Starbucks and the union representing thousands of its employees said that they’re involving a mediator to revive contract talks, which had stalled over wage increases.
In a joint statement, both sides said that they’d made progress over the last nine months, and that they were “committed to continuing to work together — with a mediator’s assistance — to navigate complex issues and reach fair contracts.”
Workers United represents Starbucks workers at more than 500 company-owned stores in the United States.
Teamsters reach tentative deal with Costco. A threatened strike at 56 Costco stores across six states was avoided Feb. 1, as the company and the Teamsters, representing 18,000 Costco workers, reached a last-minute Tentative Agreement.

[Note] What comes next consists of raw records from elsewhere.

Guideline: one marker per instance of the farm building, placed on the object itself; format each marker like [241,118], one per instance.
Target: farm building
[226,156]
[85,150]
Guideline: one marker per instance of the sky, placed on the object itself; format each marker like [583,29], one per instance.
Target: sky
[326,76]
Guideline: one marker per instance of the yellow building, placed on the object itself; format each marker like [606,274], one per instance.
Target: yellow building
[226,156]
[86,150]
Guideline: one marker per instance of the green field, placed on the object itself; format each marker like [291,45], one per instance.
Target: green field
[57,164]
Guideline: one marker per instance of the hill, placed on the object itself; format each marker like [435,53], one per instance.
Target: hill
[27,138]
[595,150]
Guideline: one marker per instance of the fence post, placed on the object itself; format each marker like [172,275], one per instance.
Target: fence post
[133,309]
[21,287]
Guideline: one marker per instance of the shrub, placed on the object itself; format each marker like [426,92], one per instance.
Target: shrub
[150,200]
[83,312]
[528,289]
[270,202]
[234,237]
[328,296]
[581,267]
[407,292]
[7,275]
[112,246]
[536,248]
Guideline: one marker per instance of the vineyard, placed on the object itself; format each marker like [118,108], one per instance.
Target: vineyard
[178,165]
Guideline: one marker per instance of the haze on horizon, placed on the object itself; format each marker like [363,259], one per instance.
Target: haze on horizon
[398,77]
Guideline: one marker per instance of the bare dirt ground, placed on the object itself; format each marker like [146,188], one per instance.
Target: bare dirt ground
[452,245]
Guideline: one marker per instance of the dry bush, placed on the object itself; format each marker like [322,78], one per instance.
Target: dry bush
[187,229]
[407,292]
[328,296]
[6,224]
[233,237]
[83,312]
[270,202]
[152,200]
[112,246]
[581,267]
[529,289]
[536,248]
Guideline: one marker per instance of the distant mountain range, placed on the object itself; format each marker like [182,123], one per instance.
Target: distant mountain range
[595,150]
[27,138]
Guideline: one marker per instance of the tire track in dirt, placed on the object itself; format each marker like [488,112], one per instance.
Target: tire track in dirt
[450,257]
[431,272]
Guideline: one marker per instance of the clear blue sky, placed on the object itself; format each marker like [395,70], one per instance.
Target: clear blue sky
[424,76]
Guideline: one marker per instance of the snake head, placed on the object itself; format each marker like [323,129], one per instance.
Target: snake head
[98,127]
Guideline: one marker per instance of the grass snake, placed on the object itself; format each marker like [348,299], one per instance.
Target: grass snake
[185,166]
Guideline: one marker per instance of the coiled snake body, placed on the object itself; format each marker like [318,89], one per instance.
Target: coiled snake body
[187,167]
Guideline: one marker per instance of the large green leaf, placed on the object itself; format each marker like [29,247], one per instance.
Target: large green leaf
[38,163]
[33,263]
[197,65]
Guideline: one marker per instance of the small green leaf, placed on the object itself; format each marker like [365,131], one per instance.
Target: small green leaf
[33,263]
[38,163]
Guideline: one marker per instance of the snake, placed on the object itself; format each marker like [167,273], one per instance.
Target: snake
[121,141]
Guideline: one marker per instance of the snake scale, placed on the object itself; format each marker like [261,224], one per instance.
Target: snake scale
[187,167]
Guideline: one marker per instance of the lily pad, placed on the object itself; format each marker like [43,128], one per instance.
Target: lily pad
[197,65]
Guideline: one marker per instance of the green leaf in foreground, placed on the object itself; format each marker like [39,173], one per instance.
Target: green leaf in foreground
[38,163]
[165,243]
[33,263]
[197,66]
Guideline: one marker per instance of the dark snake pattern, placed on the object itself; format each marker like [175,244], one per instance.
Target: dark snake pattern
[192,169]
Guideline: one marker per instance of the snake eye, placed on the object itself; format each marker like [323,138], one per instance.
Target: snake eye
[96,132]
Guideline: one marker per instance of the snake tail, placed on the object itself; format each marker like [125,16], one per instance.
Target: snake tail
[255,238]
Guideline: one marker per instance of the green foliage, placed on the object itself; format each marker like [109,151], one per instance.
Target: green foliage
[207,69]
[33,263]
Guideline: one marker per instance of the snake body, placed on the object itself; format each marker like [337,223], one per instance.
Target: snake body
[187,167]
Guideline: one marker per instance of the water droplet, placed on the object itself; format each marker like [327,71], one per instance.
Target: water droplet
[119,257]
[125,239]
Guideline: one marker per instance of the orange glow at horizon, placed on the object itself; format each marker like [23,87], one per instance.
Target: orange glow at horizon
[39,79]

The strike would have been the largest ever at an American retail chain, and the first at the big box retailer.
The deal still must be ratified by rank-and-file Teamsters employed by Costco.
Illinois legislature passes protection for warehouse workers. Illinois’ General Assembly in late January passed a bill protecting workers at warehouses like Amazon’s by requiring companies to disclose productivity expectations and to ensure workloads don’t prevent workers from taking breaks for meals, rest or bathroom visits.

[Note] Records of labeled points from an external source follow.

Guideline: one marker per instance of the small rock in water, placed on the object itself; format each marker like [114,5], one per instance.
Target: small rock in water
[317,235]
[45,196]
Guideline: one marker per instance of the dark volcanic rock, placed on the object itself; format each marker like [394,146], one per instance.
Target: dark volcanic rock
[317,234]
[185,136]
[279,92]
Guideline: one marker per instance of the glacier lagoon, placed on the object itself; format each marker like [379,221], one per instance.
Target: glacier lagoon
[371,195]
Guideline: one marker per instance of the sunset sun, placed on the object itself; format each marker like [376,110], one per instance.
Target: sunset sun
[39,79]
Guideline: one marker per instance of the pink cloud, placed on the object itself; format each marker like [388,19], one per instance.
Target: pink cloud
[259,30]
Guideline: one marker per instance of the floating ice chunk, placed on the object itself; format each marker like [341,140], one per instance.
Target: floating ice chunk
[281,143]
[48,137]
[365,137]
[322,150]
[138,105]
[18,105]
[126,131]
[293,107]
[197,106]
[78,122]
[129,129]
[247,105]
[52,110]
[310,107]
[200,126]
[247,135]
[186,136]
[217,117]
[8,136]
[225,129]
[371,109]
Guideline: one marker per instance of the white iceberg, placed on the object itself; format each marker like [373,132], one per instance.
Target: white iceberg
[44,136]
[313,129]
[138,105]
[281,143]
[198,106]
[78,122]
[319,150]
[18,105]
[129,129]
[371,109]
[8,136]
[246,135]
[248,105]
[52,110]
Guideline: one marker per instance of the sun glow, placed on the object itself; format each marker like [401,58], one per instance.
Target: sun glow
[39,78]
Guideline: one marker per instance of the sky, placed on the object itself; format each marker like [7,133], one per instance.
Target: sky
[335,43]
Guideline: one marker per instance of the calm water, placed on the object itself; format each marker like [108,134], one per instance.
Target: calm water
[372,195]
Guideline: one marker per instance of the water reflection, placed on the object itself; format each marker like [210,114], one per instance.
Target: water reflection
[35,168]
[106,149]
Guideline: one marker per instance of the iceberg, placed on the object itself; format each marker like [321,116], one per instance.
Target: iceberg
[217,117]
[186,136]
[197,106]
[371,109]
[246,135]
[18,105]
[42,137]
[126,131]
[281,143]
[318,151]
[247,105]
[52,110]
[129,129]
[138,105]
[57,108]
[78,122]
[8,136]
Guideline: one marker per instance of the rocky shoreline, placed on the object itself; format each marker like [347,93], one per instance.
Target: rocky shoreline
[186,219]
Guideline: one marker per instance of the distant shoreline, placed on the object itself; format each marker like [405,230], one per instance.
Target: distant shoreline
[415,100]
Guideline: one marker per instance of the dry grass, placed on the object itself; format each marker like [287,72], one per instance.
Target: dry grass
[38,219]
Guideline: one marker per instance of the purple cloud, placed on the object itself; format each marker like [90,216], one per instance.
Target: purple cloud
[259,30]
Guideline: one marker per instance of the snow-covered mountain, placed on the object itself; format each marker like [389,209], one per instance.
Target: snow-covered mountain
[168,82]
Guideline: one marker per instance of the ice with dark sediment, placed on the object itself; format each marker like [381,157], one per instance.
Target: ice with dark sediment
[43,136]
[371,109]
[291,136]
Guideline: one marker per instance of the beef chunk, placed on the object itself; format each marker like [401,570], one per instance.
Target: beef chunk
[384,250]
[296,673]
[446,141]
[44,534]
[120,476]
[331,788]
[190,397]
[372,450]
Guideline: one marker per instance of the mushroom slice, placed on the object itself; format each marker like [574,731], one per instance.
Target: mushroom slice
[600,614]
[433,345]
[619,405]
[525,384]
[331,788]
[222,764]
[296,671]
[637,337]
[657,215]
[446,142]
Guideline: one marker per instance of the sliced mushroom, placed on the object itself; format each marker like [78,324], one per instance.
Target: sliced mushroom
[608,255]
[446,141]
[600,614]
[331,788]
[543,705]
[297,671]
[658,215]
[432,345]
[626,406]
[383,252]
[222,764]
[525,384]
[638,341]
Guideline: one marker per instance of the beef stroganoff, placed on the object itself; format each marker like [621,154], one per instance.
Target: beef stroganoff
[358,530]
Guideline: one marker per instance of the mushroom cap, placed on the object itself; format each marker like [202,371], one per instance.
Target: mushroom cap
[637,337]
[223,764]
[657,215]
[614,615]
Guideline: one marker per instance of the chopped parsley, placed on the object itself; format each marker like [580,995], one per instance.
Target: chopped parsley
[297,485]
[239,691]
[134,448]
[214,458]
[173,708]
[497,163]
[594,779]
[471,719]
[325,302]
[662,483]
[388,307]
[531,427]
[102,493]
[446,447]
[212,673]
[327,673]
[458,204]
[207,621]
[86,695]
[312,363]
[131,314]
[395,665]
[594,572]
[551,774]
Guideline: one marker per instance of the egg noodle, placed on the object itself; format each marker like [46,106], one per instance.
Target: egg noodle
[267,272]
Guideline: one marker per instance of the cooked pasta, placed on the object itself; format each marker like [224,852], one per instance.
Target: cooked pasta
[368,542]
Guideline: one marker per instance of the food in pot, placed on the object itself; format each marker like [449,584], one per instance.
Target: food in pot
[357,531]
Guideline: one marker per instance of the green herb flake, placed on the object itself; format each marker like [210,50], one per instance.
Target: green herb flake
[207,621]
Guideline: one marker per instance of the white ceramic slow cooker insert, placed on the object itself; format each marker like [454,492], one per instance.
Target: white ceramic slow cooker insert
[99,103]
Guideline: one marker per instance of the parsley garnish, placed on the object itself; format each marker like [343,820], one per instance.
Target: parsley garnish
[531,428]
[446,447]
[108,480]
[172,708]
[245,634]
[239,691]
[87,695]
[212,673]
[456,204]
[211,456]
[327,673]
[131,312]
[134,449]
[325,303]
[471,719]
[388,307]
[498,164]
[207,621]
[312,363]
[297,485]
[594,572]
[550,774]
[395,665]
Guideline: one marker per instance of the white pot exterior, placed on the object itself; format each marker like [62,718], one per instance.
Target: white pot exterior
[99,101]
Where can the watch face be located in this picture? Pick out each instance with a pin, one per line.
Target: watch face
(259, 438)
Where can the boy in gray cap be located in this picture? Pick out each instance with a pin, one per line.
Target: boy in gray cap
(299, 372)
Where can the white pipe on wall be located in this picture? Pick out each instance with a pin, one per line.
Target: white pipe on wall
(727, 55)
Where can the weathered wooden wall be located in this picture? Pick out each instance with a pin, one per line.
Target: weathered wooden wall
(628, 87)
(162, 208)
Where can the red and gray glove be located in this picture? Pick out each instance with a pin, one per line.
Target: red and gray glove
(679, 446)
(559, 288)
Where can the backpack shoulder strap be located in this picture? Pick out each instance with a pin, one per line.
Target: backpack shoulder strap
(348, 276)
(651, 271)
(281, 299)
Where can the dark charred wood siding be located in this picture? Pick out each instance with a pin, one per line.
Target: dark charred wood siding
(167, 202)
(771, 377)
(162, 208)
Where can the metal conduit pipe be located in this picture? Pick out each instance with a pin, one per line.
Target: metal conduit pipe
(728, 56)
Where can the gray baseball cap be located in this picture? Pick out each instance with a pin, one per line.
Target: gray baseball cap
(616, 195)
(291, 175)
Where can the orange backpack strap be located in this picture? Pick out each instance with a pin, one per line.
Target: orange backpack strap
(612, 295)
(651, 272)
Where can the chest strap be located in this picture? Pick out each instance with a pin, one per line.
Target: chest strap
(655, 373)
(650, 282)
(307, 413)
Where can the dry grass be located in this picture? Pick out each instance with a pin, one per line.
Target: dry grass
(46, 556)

The bill covers warehouses with 250 or more workers at a single warehouse distribution center, or 1,000 or more employees at such facilities statewide.
Between 2021 and 2022, Amazon warehouse workers across Illinois were injured at a rate of 8.2 per 100, which was 30% higher than other warehouse workers in the state, according to a National Employment Law Project analysis of OSHA data. Separately, recommendations on warehouse safety came out this winter from a task force after six workers were killed when a tornado struck an Amazon warehouse in Edwardsville in December 2021.

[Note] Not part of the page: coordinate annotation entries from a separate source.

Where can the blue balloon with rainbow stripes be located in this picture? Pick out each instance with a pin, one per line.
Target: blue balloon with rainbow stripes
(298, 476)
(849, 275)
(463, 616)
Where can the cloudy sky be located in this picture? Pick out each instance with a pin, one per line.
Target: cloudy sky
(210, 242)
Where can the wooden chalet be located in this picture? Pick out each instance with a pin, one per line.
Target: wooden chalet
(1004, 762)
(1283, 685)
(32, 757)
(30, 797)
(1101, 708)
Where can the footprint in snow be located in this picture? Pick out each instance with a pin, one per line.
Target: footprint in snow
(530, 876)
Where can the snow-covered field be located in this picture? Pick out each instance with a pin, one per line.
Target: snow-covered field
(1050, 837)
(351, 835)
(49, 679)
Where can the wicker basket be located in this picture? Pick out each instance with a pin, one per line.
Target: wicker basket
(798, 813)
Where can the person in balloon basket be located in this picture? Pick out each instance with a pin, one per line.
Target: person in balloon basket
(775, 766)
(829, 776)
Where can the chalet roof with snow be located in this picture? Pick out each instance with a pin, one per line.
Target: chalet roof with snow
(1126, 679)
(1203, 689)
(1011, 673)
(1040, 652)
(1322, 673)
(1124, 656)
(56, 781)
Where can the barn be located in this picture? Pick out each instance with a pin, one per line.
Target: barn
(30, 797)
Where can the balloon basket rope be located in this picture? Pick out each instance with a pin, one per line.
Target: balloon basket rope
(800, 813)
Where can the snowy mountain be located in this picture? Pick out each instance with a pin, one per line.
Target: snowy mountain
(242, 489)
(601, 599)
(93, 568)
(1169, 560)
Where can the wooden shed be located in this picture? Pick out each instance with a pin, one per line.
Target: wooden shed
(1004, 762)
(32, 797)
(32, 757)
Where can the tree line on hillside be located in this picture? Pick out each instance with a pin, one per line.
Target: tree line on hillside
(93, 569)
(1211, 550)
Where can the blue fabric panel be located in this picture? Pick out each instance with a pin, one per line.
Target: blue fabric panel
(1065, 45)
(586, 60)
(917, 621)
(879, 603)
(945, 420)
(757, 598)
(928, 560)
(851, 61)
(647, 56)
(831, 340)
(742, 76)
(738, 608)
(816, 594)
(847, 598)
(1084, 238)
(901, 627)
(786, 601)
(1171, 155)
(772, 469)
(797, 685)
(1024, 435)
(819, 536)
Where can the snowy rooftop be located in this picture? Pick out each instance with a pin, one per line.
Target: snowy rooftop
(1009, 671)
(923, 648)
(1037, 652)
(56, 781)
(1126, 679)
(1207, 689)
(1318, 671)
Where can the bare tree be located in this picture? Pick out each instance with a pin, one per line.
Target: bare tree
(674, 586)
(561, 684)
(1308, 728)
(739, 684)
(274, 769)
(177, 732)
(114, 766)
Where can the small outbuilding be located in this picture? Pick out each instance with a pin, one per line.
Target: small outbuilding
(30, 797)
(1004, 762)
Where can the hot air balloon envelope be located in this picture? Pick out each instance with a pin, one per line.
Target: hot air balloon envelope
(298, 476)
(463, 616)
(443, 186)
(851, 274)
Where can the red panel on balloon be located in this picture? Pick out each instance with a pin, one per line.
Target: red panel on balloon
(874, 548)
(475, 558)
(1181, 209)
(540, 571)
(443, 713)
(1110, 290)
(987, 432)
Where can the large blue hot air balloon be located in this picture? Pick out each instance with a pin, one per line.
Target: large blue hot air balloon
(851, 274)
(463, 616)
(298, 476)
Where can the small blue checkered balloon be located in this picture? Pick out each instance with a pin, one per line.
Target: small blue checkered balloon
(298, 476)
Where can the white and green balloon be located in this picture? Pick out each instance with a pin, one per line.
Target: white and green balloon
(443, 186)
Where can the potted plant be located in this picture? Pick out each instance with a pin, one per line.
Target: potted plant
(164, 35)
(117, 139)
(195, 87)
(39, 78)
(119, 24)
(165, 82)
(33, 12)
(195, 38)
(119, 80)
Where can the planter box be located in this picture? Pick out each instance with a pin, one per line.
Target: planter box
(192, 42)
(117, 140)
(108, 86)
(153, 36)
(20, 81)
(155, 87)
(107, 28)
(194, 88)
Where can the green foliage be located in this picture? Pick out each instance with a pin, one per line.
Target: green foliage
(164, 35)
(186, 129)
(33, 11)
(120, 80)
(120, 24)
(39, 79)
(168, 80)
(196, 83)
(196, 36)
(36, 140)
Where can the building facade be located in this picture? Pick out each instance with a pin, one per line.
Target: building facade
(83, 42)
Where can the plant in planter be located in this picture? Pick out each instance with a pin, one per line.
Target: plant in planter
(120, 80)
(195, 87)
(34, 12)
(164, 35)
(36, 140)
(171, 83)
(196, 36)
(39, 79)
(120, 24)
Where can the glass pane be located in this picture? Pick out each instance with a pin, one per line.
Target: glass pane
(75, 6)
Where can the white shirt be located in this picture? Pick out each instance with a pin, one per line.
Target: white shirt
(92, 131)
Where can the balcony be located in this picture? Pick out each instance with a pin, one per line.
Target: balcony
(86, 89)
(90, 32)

Gov. JB Pritzker is expected to sign the measure.
Trump purges, neutralizes labor board. In January, President Trump fired Jennifer Abruzzo as General Counsel for the National Labor Relations Board, the government agency that protects workers’ rights.
“Abruzzo has dedicated her career to fighting for workers’ rights and holding employers who violate our rights accountable,” commented Communications Workers of America official Dan Mauer.
Within hours, Trump also fired NLRB board member Gwynne Wilcox, the first Black woman to serve on the NLRB confirmed by the Senate to serve through August 2028.
The Board now only has two members, short of a quorum required to take action.
Stellantis says it will reopen plant near Rockford. The Stellantis factory in Belvidere will produce a new midsize pickup truck when it reopens, according to North America COO Antonio Filosa. That could put about 1,500 UAW-represented workers back on the job at the assembly plant.
UAW President Shawn Fain said the Belvidere plant would reopen in 2027.
The union filed grievances about delays in reopening the Belvidere plant, as well as efforts to build a parts distribution center and electric vehicle battery plant there. The UAW threatened to strike on that issue, saying that Stellantis had committed to reopening Belvidere in the union’s new contract, reached in 2023 after a six-week strike.
SEIU returns to labor federation. The Service Employees International Union (SEIU) has rejoined the AFL-CIO after nearly 20 years apart.
“It’s not a reaction to, or a statement about, Trump,” said SEIU president April Verrett, but “an affirmation that we’re doing the right thing and that now is the time.”
The reunion of SEIU (representing 2 million workers) and the AFL-CIO (a group of unions representing 12.5 million workers) has been in the works for about two years.
Disagreeing about priorities, they’d parted ways decades ago.